Malignant tumours of the anal canal are rare; the majority are squamous cell carcinomas, but other even rarer types are recognised, such as malignant melanoma (malignant tumour), adenocarcinoma (cancer that originates in glandular tissue), carcinoid or lymphoma.
The presentation of anal canal tumours is very non-specific, with most (70–80%) being initially diagnosed as benign anorectal conditions. Anal pruritis, pain, bleeding, and discharge each occur in over half of patients.
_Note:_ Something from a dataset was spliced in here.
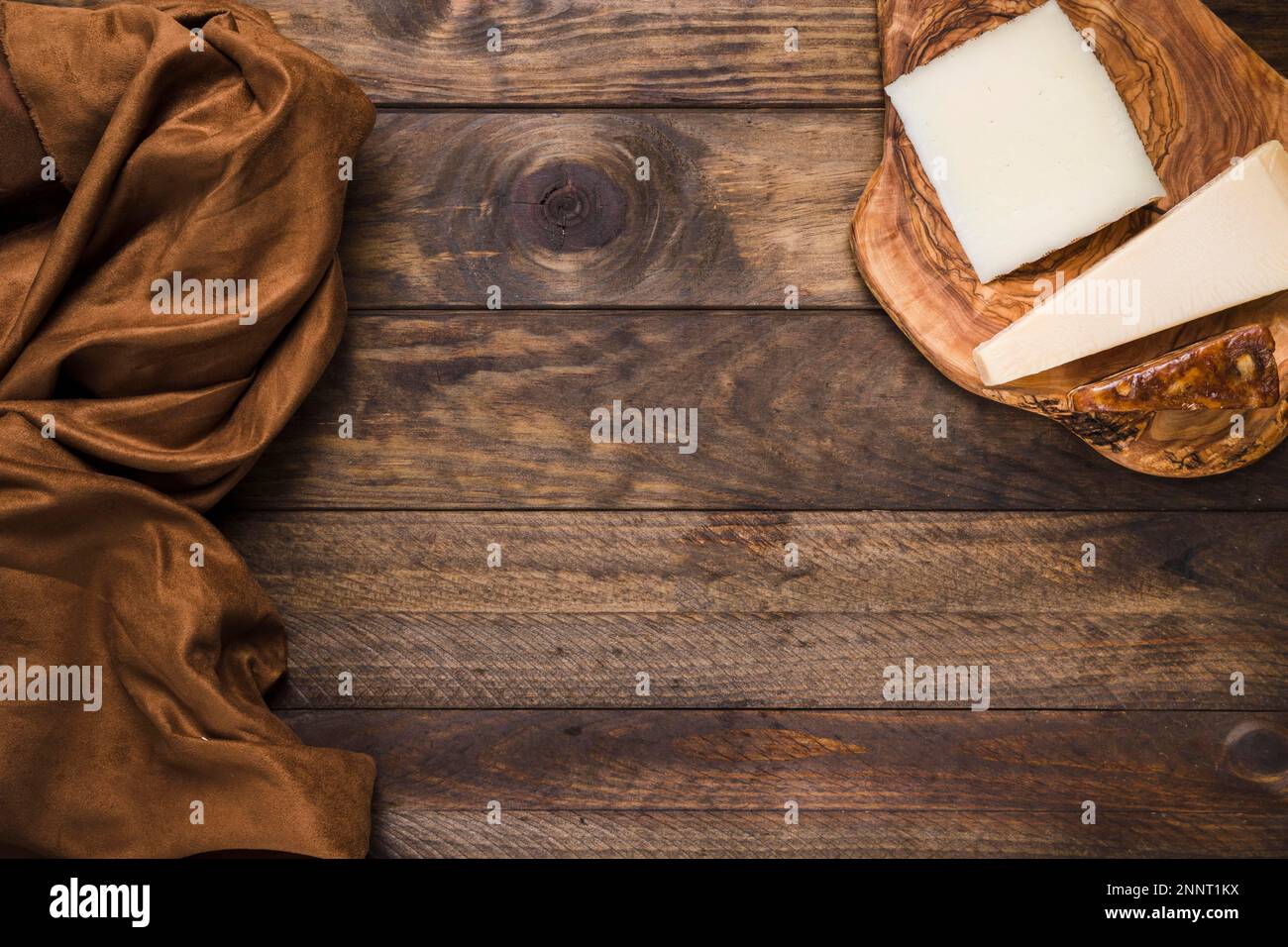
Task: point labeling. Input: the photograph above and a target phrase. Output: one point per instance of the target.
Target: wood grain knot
(568, 208)
(1258, 753)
Squamous cell carcinoma of the anus accounts for only 1.5% of cases of gastrointestinal tract cancer in the western world; however incidence appears to be rising. Risk factors for anal cancer include a history of infection with persistent high-risk genotype human papilloma virus (HPV), previous genital wart infection, HIV seropositivity, cigarette smoking, history of anoreceptive intercourse, and immunosuppression following solid organ transplant.
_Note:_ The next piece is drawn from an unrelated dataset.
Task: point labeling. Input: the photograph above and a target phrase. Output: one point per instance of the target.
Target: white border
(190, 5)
Anal cancer is usually treated by chemotherapy in combination with radiotherapy with surgery being reserved for treatment-resistant or recurrent disease. Including mitomycin [a chemotherapy medication]in the treatment has been shown to improve colostomy-free survival and disease free survival, but at the expense of increased toxicity associated with infection and neutropaenia (blood disorder). Trials evaluating other chemotherapy medications are on-going.